Google scaled context to 40K tokens
Using tokens as context still sounds to me like you're asking someone to read back text that someone else wrote and continue the story. It might work but it's not the best way to get a coherent narrative.
How can you have a coherent narrative if you can't link things across very large contexts?
I'm saying the context should consist of more than just tokens.
The new facts contradicting old facts thing is fascinating to me.

Why can’t graphs properly model time or sequences?

It's possible to model by annotating facts in the database with a timestamp (Wikidata has this, as well as qualifiers for e.g. the source of a statement, or that it applies within a restricted context) but you still need to somehow integrate the information if you want to know the state right now.

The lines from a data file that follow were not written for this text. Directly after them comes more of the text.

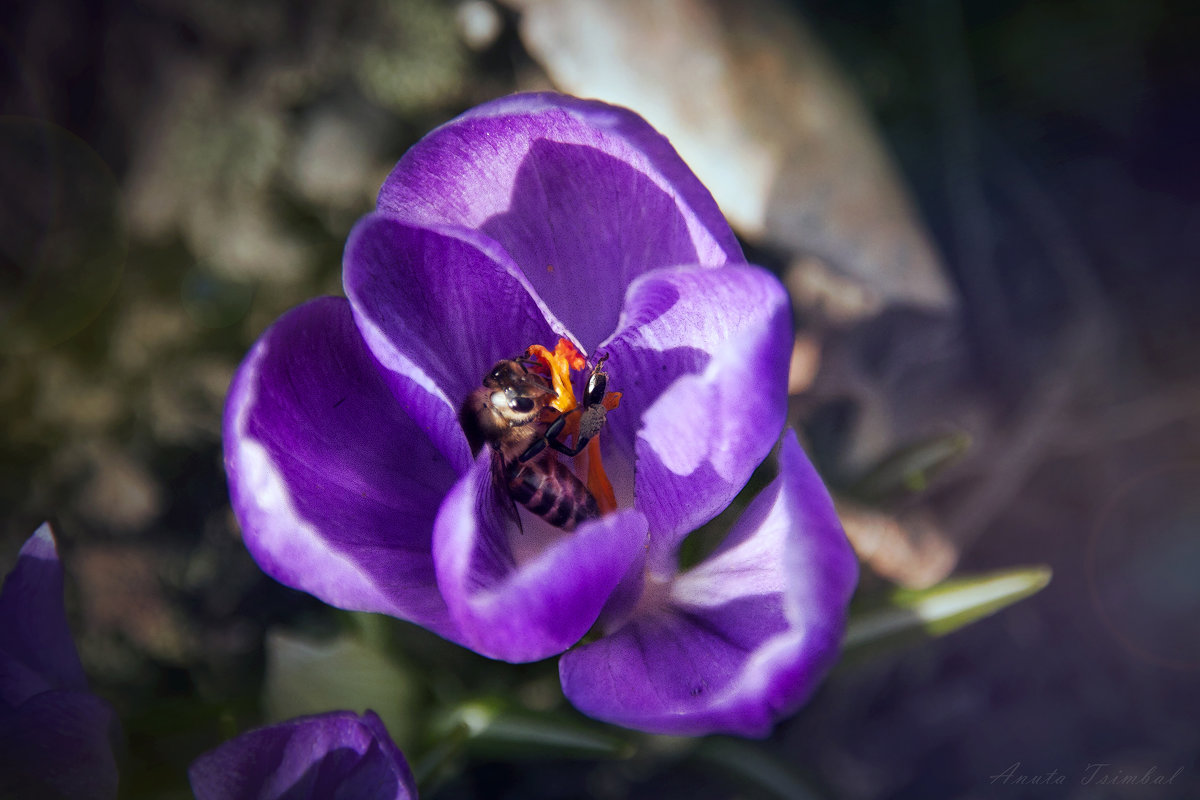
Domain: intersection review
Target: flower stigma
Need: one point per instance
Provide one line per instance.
(559, 365)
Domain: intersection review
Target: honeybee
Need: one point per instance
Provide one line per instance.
(509, 413)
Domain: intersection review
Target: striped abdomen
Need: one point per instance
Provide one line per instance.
(551, 491)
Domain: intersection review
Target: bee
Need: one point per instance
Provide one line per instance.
(508, 413)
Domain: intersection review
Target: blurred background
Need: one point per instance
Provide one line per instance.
(988, 215)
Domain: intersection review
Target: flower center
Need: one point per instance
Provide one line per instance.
(587, 419)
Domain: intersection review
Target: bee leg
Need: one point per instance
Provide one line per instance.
(533, 450)
(549, 438)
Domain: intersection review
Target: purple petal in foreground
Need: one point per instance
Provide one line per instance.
(57, 739)
(583, 196)
(36, 650)
(701, 356)
(438, 308)
(742, 639)
(335, 486)
(525, 608)
(337, 756)
(59, 744)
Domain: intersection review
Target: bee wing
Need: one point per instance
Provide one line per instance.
(501, 488)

E.g. if you have (Jenny, date, Tom) from a year ago and (Jenny, date, Mike) from yesterday, does that mean (Jenny, date, Tom) is no longer valid? Or are both simultaneously true? Or is (Jenny, date, Mike) invalid too, because yesterday was like ages ago?

You could have some heuristics to handle this and then you add another relation "has met" and suddenly you need a whole new set of heuristics.

you can have a date_start and date_end to handle this ambiguity. but yes the complexity lies in the interpreter/reasoner that has to deal with these facts and evolution of this (meta)schema.

But rdf style and labeled property graph data modeling approach have multiple ways of dealing with this.

The way Datomic handles facts, accumulating them and providing point-in-time queries, is very effective.

Facts can contradict each other. Old facts are not lost. Querying requires a notion of time - “as of”.

It's a combination of reification and bitemporal modeling.
Correctomundo. See RDF-Star for progress about state-in-time. During summer 2022 there was extensive discussion/consideration in the W3C working group about different state-conditions.
Cool story! Feeding context back into the 0 shot is the hotness. I’ve had a lot of success with that.

Curious what other (easier) ways you found to accomplish the same effect?

> programmatically turning relevant sections back into text

I can't help but think, is this the voice in our heads?